[[Class]] Property of Host Object
Allen Wirfs-Brock
Allen.Wirfs-Brock at microsoft.com
Mon Jul 19 13:49:45 PDT 2010
> -----Original Message-----
> From: Mark S. Miller [mailto:erights at google.com]
...
> Is the following one of those cases:
>
> > The value of the [[Class]] internal property of a host object
> > may be any String value except one of "Arguments", "Array",
> > "Boolean", "Date", "Error", "Function", "JSON", "Math", "Number",
> > "Object", "RegExp", and "String"
>
Yes. As you said in an earlier message, the intent was that the host should environment should not violate specification of the nominal "types" used by the specification. But certainly, a host environment could produce such values and even management them differently as long as it doesn't violate any the semantics for that "type" that appear in the ES5 spec.
> If so, then I think we may simply have a term rotation.

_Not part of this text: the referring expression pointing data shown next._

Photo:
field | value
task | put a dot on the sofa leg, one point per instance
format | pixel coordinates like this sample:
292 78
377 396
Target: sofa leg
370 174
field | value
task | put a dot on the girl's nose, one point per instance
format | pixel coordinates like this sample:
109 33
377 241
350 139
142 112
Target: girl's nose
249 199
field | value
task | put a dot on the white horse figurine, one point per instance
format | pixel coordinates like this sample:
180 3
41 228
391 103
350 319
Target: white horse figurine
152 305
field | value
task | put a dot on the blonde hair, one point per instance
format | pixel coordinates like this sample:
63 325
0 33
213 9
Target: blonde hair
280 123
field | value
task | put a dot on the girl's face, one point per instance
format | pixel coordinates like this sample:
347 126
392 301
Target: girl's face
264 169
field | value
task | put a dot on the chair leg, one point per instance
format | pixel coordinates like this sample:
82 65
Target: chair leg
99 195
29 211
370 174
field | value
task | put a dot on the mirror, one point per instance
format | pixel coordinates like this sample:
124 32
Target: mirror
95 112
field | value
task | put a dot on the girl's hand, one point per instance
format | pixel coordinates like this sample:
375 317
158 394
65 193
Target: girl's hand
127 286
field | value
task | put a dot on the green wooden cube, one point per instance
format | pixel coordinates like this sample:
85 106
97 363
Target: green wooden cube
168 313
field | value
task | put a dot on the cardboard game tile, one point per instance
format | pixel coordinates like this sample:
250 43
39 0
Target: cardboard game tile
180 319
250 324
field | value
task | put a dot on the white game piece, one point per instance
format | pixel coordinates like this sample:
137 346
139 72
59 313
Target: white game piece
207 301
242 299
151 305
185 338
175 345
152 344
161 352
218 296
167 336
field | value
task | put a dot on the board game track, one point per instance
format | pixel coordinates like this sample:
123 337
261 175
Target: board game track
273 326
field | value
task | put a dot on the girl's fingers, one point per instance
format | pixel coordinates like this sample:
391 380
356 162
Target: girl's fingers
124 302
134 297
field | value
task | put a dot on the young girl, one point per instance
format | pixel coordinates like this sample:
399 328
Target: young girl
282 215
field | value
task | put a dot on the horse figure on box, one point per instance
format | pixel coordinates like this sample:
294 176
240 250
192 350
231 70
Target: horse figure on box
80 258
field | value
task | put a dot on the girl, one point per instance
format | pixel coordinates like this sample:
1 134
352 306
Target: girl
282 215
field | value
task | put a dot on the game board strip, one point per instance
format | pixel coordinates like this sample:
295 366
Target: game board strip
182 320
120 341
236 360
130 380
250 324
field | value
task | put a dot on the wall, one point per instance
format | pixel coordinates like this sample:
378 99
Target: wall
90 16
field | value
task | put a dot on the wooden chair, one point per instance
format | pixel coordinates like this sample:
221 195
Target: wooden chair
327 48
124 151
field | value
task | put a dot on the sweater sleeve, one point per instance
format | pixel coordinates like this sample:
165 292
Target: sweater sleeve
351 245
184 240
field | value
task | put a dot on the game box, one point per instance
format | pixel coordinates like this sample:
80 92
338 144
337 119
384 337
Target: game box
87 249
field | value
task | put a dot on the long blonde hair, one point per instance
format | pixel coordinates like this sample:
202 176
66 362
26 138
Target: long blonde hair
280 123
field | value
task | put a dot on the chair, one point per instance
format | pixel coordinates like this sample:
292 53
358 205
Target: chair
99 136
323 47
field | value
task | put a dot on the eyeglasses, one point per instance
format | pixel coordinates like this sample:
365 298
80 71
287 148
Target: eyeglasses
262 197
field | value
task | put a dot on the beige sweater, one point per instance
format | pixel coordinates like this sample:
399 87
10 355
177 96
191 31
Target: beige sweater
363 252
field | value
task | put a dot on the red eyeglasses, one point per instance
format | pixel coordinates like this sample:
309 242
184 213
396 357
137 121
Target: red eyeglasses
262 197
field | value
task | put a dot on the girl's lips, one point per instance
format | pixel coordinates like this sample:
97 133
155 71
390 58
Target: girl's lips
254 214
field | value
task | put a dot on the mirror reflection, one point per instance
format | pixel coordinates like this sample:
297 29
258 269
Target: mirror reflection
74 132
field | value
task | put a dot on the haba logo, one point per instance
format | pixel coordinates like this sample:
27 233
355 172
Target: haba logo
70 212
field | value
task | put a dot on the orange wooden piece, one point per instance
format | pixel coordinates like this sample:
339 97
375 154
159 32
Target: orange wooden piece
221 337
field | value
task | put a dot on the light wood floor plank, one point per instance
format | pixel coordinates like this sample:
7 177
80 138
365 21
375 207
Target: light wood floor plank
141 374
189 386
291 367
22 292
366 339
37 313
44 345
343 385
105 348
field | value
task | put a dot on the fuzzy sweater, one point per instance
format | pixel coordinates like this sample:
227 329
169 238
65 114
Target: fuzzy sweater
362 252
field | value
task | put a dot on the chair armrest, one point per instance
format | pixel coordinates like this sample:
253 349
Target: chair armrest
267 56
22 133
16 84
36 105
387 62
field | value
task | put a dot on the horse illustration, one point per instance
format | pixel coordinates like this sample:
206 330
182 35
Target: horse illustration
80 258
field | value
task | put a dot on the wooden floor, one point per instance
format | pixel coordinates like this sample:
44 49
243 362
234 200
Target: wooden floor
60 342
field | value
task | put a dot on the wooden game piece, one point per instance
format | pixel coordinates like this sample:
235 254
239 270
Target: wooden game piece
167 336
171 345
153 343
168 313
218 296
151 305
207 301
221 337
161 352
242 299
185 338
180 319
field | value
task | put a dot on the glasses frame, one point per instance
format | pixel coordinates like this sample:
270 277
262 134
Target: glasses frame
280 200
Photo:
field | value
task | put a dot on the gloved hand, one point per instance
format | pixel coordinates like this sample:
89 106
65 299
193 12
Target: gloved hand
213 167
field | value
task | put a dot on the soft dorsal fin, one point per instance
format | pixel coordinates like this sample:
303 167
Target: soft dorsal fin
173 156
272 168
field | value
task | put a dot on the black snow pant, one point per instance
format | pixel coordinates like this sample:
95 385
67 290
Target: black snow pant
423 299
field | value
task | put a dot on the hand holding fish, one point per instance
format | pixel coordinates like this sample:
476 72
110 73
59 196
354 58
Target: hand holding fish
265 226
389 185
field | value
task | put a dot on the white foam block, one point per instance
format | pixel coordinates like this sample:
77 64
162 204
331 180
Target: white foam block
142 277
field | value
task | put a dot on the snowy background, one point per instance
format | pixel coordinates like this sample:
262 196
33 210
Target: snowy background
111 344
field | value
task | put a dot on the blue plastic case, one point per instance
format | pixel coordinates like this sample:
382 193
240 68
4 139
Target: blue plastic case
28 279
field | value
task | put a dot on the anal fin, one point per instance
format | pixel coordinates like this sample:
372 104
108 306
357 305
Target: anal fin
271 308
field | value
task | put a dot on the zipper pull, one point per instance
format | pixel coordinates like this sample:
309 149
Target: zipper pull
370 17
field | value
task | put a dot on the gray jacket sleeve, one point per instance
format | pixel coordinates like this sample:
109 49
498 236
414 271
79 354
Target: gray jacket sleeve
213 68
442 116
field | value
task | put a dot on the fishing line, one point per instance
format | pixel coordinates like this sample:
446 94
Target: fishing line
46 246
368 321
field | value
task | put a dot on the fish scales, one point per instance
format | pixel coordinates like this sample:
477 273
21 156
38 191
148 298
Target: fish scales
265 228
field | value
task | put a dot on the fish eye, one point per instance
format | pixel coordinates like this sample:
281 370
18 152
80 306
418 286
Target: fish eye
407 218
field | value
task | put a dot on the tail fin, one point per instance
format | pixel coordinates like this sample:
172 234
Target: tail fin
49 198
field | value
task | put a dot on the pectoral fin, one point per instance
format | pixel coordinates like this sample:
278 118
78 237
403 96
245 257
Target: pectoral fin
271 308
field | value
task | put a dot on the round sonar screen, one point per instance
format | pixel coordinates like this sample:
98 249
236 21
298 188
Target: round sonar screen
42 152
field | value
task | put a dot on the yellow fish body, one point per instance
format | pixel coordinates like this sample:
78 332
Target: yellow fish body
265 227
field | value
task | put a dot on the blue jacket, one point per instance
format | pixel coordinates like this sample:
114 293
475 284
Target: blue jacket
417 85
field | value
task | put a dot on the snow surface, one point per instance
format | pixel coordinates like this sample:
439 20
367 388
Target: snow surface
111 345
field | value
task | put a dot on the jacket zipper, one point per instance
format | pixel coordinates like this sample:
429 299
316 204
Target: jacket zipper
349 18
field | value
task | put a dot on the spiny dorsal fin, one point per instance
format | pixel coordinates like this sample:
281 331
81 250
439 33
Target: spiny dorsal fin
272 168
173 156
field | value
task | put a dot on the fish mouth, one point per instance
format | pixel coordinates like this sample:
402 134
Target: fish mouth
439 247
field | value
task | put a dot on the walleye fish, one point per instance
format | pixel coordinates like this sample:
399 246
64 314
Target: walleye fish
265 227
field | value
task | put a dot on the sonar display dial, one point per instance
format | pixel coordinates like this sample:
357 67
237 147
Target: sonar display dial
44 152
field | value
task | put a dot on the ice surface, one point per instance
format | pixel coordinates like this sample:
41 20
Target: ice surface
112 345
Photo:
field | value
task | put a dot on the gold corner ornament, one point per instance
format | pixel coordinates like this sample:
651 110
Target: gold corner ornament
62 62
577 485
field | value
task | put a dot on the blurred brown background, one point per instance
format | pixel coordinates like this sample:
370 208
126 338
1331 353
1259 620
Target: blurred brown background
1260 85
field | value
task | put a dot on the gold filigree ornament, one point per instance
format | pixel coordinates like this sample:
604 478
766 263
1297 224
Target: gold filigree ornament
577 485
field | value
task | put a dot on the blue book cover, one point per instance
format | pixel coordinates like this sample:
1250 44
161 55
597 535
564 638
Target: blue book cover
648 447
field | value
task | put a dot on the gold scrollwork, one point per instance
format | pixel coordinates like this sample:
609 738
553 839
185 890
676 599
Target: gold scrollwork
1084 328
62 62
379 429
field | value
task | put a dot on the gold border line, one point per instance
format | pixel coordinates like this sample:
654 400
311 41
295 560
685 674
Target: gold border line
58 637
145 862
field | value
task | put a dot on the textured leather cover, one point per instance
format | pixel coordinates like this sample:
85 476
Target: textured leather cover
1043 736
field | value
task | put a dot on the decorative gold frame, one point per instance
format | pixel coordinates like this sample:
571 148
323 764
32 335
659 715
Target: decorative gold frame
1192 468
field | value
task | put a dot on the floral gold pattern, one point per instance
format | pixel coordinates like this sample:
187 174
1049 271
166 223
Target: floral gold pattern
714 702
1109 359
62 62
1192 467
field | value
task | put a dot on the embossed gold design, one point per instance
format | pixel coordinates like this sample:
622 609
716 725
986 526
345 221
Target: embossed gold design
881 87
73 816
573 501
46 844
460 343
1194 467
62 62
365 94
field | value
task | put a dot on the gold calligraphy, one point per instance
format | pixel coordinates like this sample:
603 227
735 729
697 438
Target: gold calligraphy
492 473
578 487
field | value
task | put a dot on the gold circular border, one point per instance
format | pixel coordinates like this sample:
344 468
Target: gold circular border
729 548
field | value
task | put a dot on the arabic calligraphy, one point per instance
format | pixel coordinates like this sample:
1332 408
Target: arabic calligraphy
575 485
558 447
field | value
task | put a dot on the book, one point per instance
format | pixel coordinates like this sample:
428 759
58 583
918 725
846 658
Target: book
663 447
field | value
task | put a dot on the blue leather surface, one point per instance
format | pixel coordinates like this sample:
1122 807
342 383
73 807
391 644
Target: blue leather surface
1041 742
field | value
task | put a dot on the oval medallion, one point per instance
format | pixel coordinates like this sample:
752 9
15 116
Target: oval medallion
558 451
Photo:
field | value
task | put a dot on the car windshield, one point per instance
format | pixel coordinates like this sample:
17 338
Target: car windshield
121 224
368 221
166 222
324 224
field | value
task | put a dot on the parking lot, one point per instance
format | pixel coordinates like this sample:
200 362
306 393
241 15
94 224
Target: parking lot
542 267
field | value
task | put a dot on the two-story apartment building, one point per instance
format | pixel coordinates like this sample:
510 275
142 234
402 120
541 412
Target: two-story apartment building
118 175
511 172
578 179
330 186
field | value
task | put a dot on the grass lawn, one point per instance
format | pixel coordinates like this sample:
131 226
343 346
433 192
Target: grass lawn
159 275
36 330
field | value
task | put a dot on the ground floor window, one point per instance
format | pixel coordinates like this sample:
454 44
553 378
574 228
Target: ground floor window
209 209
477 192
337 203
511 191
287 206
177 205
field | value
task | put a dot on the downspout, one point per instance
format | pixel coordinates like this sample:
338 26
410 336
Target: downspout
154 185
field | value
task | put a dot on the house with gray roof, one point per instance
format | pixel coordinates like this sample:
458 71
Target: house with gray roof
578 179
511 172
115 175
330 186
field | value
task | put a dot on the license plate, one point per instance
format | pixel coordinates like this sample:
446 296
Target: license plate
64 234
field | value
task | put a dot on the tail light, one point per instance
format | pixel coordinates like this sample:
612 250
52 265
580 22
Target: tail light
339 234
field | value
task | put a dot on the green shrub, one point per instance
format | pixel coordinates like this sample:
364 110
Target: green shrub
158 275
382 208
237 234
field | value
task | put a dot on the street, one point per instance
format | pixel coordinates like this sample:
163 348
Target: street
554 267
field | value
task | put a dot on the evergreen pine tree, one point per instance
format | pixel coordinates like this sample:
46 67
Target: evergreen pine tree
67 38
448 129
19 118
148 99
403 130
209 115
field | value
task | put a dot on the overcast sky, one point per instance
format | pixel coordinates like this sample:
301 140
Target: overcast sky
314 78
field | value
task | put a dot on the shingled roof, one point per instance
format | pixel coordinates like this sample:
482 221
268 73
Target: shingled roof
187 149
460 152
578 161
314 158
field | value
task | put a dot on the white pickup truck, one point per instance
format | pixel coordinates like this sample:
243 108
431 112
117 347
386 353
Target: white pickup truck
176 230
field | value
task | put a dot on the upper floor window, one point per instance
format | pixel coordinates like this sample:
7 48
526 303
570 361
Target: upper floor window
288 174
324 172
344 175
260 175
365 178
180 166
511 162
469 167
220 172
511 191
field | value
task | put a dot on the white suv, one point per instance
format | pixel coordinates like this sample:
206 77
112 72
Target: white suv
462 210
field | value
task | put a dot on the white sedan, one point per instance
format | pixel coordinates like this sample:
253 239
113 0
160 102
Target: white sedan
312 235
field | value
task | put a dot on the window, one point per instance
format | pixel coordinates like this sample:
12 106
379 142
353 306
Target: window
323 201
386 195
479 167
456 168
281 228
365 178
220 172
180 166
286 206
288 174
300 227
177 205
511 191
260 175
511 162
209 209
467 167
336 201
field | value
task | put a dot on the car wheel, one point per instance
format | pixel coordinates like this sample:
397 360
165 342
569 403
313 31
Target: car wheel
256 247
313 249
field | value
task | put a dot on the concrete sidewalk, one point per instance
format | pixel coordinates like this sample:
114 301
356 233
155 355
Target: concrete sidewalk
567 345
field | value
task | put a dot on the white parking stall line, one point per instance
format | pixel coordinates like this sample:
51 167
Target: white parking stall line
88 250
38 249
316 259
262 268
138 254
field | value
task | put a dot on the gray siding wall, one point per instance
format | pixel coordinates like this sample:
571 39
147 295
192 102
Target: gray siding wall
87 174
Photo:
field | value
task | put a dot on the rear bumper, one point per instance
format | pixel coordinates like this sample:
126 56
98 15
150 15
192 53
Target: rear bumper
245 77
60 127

Everytime I say "host
> object", and AFAICT every time the spec says "host object" other than the
> definition (4.3.8), both I and it mean what you refer to above as a "non-native
> host object". Also, by your clarification above, a "native host object" seems
> indistinguishable from any other "native object", so I'm not sure what purpose
> the distinction has.
>
Yes, I agree. I think the main "bug" in this regard in the spec. in that the definition in 4.3.8 does not clarify this distinction. But note that 4.3.6 is quite clear that a native object is /any/ object whose semantics are fully defined by the ES5 specification and the note to 4.3.8 says that any object that is not native (ie whose semantics are not fully defined by the ES5 specification) is a host object. The only host objects that the spec. needs to explicitly talk about are host objects that are not native objects.
> In any case, we clearly have a disagreement about our memory of what we took
> these terms to mean. Anyone else who was there, care to weigh in?
>
Do we?? What do you think "host object" means?